4) Relationship Management

You know how to develop and maintain good relationships, communicate clearly, inspire and influence others, work well in a team and manage conflict

You might be at a place in your life where you consider yourself pretty successful, with everything you’ve been working to achieve coming to fruition. You know who you are, you know your strengths and weaknesses. You can read people like a book and you have great empathy for those around you. You are emotionally intelligent

But if an unexpected trauma hits, your world could be blown apart. Your emotions, reactions and interactions with others may not line up with your core beliefs of who you are as a person. When your life blows up in front of your face, those calm healthy decisions and behaviours can go straight out the window. Are you going to let this incident stop your life? Or will you be willing to learn from it?

Here are some questions to get you thinking about your own emotional intelligence:

You are on an airplane that suddenly hits extreme turbulence. What do you do?

A) Continue what you are doing, paying little to no attention to the turbulence.

B) Become vigilant, watch the cabin staff and read the emergency instructions card.

C) A little of both A&B.

You took a test on which you thought you would get an A but you received a C-. How do you react?

A) Make a plan to improve your mark and follow through with it.

B) Decide it doesn’t matter how well you do in the class—focus on classes where your marks are higher.

C) Decide you don’t have what it takes for this career.

You are trying to calm a friend who is enraged because someone cut her off in traffic. What do you do?

A) Tell her about an incident where you were angry until you saw they were heading to the hospital.

B) Join her in criticizing the other driver.

C) Tell her to forget about it; after all, she is okay now, so it’s no big deal.

A discussion between you and your partner has escalated into a screaming match with personal attacks. What do you do?

A) Agree to take a 20-minute break before continuing the discussion.

B) Stop for a moment, collect your thoughts and restate your side.

C) Go silent, regardless of what your partner says.

These questions are a short snippet from the quiz given at the Transitional Stability Centre Wellness program to get clients looking into their own emotional intelligence. The more A’s you answer, the higher your emotional intelligence.


Associati explains that when you start to become more self-aware and begin using self-regulation techniques to manage your relationships, you notice the positive impact on your life, which is the ultimate goal.

“You no longer use the primitive part of your brain where those automatic thoughts take over and react for us. This area in our brain, called the amygdala, controls our flight, fight or freeze reaction and we really don’t want to use that in times of high stress,” said Asociati. “We want to use the frontal lobe of our brain, the executive function, where we are able to say ‘hey wait a second, what is an appropriate choice or response,’ and being emotional intelligent helps us do that.”
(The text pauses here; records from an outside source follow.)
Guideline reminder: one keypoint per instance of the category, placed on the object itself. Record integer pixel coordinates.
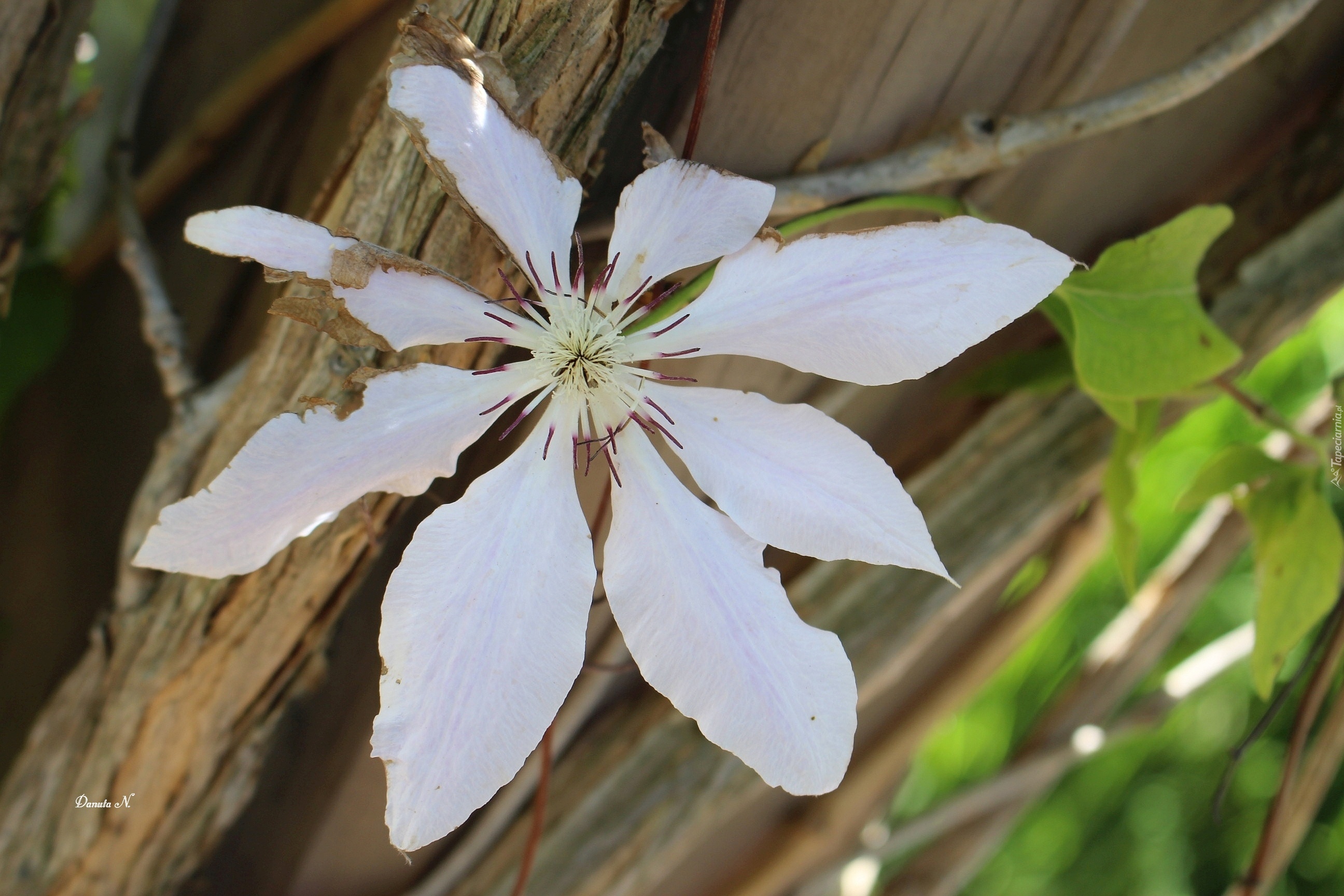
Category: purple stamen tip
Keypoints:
(670, 327)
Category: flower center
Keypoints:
(582, 351)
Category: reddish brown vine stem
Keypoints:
(534, 836)
(702, 92)
(1253, 883)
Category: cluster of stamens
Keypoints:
(582, 356)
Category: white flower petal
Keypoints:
(420, 310)
(502, 171)
(483, 636)
(299, 472)
(795, 479)
(682, 214)
(714, 632)
(272, 238)
(875, 306)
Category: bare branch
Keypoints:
(191, 148)
(159, 323)
(984, 144)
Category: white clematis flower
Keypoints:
(484, 620)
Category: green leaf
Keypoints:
(1299, 551)
(1231, 467)
(1025, 581)
(34, 331)
(1042, 372)
(1139, 330)
(1120, 484)
(941, 206)
(1123, 410)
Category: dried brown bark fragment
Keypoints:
(179, 695)
(37, 50)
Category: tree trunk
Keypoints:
(37, 51)
(179, 694)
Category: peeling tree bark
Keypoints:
(180, 690)
(37, 50)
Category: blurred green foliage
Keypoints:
(34, 331)
(1138, 817)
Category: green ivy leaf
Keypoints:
(1136, 326)
(1233, 467)
(1120, 484)
(1299, 551)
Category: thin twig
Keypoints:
(1265, 413)
(159, 323)
(496, 816)
(194, 147)
(984, 144)
(1272, 711)
(534, 836)
(702, 90)
(1254, 881)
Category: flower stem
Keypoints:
(702, 90)
(534, 836)
(941, 206)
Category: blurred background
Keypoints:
(799, 85)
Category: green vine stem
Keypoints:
(941, 206)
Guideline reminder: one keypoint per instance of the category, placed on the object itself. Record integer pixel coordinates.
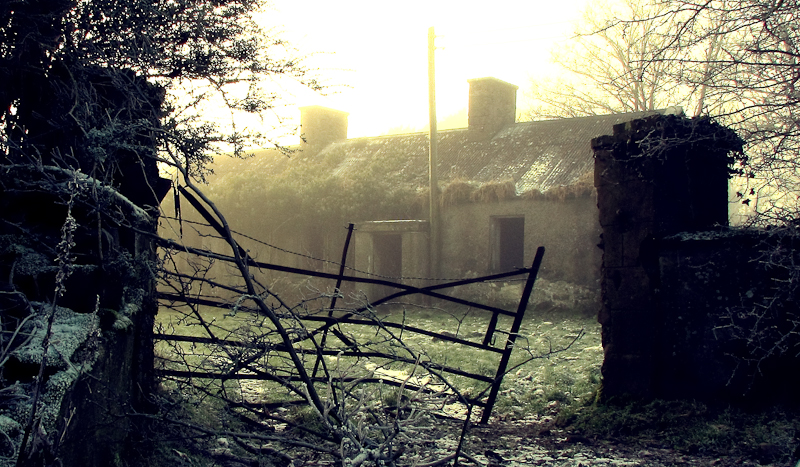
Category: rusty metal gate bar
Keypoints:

Improving your EI is a lifelong journey with ebbs and flows along the way. Associati says she has patients well into their 70s who have been able to develop their EI to improve their daily lives, so it’s never too late to start. Learning these skills can help with every aspect of life, from mental health to parenting to networking, from office politics to leading a team to greatness or just killing it at the poker table. It all begins with recognizing the areas we need to improve. One new choice, one brave moment, one step closer to a better life.